Monday, October 3, 2011

why Flannery O'Connor?

She was an awkward smart aleck from the South that wrote stark, true stories. She loved birds. She went to Mass everyday during Iowa's Writer's Conference. She knew she was brilliant, and honored her genius through hard work and a monastic lifestyle. It wasn't hubris, it was focus. She lived a determined life. She thought deeply about faith, life and God. There's nothing frou-frou about her. Apparently, she had a very nasal Southern drawl and the drollest sense of humor around. She died of Lupus at a young age and didn't seem to bury herself with self pity. She wasn't pretty in a culture that judged women by that sole criterium; she didn't care. She had some very deep, lifelong friendships.‎ She loved people, but her love lacked sentimentality. She believed in the power and value of art. She strove for perfection. She believed in sin. She makes Christianity appealing for those of us who aren't nice.
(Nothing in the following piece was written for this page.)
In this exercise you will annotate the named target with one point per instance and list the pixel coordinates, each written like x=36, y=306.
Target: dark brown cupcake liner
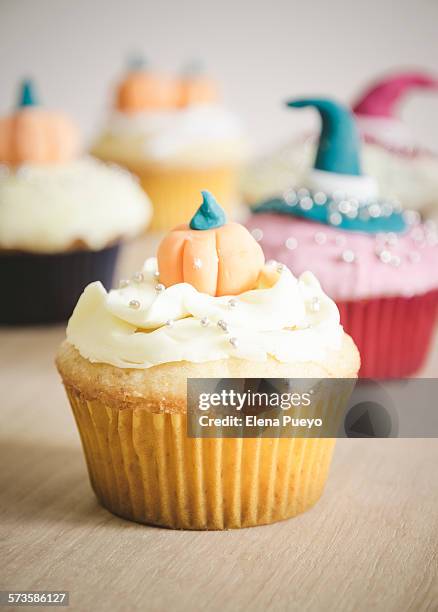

She makes me want to write a short story. She makes me do a double take on my everyday experience.

Quotations:

"The truth will make you odd."

"You tell a story because a statement would be inadequate. When anybody asks what a story is about, the only proper thing is to tell them to read the story. The meaning of fiction is not abstract meaning but experienced reading, and the purpose of making statements about the meaning of a story is only to help you experience that meaning more fully."